Em muitos casos, o parcelamento sem juros existe, sim, mas isso não significa que o consumidor esteja pagando exatamente o mesmo valor que pagaria à vista. O primeiro ponto a entender é que o custo do parcelamento costuma estar embutido no preço do produto. Ou seja, o valor anunciado já considera a possibilidade de dividir o pagamento, o que reduz a diferença entre pagar à vista e parcelar.
Um sinal claro de parcelamento realmente sem juros é quando o valor total parcelado é exatamente igual ao preço à vista, sem descontos adicionais para quem paga de uma vez. Quando a loja oferece desconto significativo no pagamento à vista, isso indica que o parcelamento, mesmo anunciado como “sem juros”, pode incluir custos indiretos.
Outro aspecto importante é o prazo. Parcelamentos curtos, como em 3 ou 6 vezes, tendem a ser mais transparentes. Já prazos longos aumentam o risco de o consumidor perder o controle financeiro, mesmo sem juros aparentes. Parcelas pequenas podem parecer inofensivas, mas permanecem no orçamento por muitos meses.

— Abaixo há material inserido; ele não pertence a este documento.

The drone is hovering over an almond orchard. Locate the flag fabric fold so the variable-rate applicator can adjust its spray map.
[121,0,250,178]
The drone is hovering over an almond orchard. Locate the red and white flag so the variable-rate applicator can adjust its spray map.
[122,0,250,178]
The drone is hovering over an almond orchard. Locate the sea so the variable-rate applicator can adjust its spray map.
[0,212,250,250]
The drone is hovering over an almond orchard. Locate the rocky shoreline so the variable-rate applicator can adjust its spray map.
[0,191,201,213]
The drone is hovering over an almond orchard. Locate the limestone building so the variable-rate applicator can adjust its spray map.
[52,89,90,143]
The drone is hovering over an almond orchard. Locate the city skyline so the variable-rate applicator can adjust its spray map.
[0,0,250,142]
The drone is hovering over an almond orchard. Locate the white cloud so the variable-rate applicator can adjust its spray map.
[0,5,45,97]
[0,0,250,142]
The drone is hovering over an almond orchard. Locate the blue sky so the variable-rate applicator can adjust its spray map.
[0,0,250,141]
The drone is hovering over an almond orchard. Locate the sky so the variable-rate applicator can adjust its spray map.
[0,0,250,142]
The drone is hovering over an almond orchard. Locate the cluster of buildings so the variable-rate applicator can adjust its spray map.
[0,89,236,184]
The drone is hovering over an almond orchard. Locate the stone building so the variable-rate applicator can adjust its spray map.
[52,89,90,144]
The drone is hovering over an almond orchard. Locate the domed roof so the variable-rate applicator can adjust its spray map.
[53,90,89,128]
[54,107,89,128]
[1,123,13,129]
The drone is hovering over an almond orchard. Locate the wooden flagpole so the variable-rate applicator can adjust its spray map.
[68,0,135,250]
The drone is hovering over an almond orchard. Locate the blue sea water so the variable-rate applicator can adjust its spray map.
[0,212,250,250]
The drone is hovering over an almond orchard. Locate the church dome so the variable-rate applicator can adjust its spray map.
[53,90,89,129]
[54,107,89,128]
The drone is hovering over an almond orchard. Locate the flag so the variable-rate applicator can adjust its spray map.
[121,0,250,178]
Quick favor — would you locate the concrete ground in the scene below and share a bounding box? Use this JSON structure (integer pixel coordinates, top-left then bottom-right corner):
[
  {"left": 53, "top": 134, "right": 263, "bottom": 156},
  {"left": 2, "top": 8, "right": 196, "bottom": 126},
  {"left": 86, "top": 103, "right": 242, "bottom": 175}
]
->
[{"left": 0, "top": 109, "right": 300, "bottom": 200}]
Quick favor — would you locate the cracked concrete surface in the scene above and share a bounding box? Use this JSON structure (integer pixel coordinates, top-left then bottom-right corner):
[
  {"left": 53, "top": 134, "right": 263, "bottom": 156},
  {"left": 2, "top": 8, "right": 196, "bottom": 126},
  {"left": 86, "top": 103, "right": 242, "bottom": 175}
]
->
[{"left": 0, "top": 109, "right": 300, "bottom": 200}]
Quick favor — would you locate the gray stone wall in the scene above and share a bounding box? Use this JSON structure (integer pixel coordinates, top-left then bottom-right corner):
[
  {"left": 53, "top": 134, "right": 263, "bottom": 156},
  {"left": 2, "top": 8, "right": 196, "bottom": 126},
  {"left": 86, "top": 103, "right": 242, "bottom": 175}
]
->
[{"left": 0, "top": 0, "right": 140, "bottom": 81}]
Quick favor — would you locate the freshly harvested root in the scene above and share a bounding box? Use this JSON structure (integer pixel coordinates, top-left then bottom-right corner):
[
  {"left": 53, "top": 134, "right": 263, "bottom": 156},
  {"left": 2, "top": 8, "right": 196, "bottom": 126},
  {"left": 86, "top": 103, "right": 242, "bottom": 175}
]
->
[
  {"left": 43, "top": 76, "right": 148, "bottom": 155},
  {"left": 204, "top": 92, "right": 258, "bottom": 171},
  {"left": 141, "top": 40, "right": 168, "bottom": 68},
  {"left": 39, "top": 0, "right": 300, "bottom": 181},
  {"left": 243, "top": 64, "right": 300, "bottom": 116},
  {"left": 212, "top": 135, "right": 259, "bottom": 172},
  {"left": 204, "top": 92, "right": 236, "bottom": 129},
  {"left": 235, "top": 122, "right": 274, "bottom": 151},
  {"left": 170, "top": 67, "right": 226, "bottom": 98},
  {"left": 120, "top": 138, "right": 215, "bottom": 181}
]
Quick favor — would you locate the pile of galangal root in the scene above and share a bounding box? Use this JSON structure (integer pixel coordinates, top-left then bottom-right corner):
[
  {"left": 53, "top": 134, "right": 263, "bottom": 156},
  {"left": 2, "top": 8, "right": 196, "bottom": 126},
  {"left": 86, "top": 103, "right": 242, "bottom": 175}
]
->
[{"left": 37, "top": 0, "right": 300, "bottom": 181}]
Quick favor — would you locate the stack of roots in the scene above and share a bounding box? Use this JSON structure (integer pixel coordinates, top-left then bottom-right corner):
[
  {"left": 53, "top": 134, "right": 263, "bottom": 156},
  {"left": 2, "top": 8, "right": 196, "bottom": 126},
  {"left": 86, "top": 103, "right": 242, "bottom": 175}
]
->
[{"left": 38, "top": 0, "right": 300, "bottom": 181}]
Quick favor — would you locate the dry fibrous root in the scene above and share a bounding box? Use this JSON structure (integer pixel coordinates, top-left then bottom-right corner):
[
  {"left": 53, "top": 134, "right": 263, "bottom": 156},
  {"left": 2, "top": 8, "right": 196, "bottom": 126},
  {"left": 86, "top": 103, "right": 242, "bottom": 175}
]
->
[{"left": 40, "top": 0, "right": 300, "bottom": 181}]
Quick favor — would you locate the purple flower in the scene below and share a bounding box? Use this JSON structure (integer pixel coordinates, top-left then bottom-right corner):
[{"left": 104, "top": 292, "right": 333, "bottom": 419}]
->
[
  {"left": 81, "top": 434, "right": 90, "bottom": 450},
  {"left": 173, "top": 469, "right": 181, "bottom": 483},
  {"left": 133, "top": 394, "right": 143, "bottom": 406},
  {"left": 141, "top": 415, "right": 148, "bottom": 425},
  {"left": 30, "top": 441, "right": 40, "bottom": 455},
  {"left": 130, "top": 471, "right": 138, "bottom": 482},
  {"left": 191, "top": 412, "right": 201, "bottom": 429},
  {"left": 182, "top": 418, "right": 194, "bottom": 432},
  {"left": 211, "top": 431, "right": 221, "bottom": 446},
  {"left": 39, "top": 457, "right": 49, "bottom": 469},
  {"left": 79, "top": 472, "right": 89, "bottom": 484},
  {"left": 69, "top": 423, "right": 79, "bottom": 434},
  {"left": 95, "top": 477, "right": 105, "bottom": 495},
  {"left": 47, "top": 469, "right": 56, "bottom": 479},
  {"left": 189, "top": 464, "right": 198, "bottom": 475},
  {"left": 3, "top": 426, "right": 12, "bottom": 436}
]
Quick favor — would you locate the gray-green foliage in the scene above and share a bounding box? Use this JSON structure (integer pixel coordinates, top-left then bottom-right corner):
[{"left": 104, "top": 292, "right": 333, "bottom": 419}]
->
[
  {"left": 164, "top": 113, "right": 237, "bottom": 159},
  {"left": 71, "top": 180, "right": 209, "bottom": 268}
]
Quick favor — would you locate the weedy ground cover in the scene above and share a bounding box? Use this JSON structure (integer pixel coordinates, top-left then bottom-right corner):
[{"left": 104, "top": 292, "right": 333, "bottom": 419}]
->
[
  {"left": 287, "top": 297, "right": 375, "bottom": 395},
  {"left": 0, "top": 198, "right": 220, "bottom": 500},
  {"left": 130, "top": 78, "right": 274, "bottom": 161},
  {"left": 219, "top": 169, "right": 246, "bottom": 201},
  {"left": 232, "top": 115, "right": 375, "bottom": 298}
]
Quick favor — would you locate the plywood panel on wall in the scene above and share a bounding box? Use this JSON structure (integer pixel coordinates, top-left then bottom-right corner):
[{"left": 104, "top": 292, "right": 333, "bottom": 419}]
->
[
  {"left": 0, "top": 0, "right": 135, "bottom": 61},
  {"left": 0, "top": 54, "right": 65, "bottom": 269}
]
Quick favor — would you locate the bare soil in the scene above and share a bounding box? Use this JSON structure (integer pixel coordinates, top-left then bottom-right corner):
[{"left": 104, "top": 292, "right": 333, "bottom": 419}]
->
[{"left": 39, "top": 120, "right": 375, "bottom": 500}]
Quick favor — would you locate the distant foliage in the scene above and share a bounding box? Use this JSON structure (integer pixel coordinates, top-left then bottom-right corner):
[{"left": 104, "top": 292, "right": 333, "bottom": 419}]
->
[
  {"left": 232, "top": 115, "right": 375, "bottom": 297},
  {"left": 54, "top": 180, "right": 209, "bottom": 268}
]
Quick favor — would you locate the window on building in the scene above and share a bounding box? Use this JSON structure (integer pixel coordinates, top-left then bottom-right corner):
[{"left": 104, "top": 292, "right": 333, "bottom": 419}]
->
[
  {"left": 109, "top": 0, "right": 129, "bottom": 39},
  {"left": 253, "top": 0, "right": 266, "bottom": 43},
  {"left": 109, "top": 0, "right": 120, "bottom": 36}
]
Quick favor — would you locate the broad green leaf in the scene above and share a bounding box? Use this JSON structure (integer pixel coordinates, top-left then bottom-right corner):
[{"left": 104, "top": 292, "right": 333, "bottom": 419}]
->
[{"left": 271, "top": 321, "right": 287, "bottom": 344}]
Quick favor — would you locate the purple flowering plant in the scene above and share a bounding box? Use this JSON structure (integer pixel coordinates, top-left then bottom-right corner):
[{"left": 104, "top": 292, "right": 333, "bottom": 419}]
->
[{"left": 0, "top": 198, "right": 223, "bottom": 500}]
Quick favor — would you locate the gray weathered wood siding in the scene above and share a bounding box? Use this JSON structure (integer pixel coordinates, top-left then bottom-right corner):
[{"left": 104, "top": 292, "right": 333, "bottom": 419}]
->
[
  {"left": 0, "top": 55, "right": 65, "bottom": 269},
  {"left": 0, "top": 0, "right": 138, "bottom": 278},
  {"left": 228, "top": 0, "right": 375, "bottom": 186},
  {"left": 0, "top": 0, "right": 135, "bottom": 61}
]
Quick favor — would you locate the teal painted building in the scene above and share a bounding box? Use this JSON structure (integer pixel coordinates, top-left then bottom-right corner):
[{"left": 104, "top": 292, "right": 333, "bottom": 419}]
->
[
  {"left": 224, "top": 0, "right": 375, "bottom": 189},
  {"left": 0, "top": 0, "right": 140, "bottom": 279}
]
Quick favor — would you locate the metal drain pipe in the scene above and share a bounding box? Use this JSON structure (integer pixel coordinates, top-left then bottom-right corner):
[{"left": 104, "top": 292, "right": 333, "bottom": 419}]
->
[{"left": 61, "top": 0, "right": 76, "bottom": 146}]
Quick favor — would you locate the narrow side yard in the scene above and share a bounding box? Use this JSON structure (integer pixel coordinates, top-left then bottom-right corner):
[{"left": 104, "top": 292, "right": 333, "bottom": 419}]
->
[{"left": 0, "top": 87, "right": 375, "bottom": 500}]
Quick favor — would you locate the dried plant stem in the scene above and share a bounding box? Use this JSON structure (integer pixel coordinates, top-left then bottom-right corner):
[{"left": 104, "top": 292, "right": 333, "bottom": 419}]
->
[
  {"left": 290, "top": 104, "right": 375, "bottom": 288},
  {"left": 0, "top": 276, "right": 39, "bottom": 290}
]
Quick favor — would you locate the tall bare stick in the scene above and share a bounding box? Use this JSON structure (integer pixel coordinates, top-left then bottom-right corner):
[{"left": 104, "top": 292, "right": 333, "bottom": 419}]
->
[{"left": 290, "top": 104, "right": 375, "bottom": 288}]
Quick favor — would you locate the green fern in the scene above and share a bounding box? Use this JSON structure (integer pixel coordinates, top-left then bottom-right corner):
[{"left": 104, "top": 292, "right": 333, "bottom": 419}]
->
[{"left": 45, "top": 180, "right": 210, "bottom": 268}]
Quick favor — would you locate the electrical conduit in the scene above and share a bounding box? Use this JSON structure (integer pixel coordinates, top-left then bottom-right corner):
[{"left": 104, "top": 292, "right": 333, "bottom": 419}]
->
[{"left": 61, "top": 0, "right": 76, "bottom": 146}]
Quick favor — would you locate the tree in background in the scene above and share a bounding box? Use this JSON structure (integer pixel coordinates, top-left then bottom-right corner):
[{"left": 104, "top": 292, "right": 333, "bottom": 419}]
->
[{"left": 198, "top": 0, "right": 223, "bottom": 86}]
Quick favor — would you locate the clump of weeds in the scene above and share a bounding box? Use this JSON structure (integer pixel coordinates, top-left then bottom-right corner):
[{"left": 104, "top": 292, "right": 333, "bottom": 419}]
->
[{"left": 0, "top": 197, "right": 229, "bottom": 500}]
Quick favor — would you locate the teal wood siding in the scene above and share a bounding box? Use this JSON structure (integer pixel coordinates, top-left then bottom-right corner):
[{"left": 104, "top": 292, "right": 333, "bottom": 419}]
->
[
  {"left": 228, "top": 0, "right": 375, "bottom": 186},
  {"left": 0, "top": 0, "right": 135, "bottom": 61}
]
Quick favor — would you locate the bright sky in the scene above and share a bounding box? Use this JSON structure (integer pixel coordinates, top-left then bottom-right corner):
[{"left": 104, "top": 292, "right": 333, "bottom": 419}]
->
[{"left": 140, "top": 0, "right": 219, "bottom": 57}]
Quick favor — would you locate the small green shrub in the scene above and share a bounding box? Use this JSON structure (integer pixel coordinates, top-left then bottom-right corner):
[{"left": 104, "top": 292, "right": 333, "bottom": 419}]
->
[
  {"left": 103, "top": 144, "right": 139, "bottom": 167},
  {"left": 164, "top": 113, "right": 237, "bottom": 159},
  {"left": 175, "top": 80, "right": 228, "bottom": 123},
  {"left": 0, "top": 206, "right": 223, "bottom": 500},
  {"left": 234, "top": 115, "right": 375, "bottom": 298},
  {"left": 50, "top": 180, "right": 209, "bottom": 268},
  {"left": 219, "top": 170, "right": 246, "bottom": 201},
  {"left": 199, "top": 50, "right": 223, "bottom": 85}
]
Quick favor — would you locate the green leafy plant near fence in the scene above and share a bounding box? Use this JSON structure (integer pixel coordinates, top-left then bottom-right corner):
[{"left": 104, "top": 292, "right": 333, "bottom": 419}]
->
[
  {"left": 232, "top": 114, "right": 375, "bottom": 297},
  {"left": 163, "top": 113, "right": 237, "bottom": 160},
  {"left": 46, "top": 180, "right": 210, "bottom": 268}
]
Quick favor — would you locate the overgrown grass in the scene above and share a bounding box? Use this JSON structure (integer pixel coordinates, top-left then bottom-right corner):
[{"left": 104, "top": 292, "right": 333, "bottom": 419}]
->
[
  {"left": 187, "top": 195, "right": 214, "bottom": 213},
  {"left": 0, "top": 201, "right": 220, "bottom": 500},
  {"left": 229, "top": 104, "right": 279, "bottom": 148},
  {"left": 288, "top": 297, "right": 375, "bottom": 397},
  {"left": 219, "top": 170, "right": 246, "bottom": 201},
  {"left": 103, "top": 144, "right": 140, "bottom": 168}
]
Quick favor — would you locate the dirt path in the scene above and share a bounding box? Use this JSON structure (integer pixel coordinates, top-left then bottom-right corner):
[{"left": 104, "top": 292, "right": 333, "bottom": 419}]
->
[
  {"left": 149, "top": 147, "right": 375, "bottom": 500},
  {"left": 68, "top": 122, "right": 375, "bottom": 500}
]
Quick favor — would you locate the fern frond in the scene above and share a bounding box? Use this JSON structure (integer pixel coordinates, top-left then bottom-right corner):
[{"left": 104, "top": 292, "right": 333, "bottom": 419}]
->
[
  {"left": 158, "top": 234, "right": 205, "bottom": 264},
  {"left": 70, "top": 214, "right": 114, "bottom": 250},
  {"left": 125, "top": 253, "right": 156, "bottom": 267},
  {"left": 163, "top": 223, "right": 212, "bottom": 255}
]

Além disso, é essencial observar se o parcelamento é feito no cartão de crédito. Nesse caso, o limite do cartão fica comprometido, o que pode dificultar outras compras ou emergências. Muitas pessoas só percebem isso quando precisam do limite e ele já está parcialmente ocupado.
Identificar um parcelamento realmente vantajoso exige atenção ao valor final, comparação com o preço à vista e avaliação do impacto no orçamento mensal. Mais do que evitar juros, o objetivo deve ser manter previsibilidade financeira e evitar que pequenas parcelas se transformem em um peso constante no dia a dia.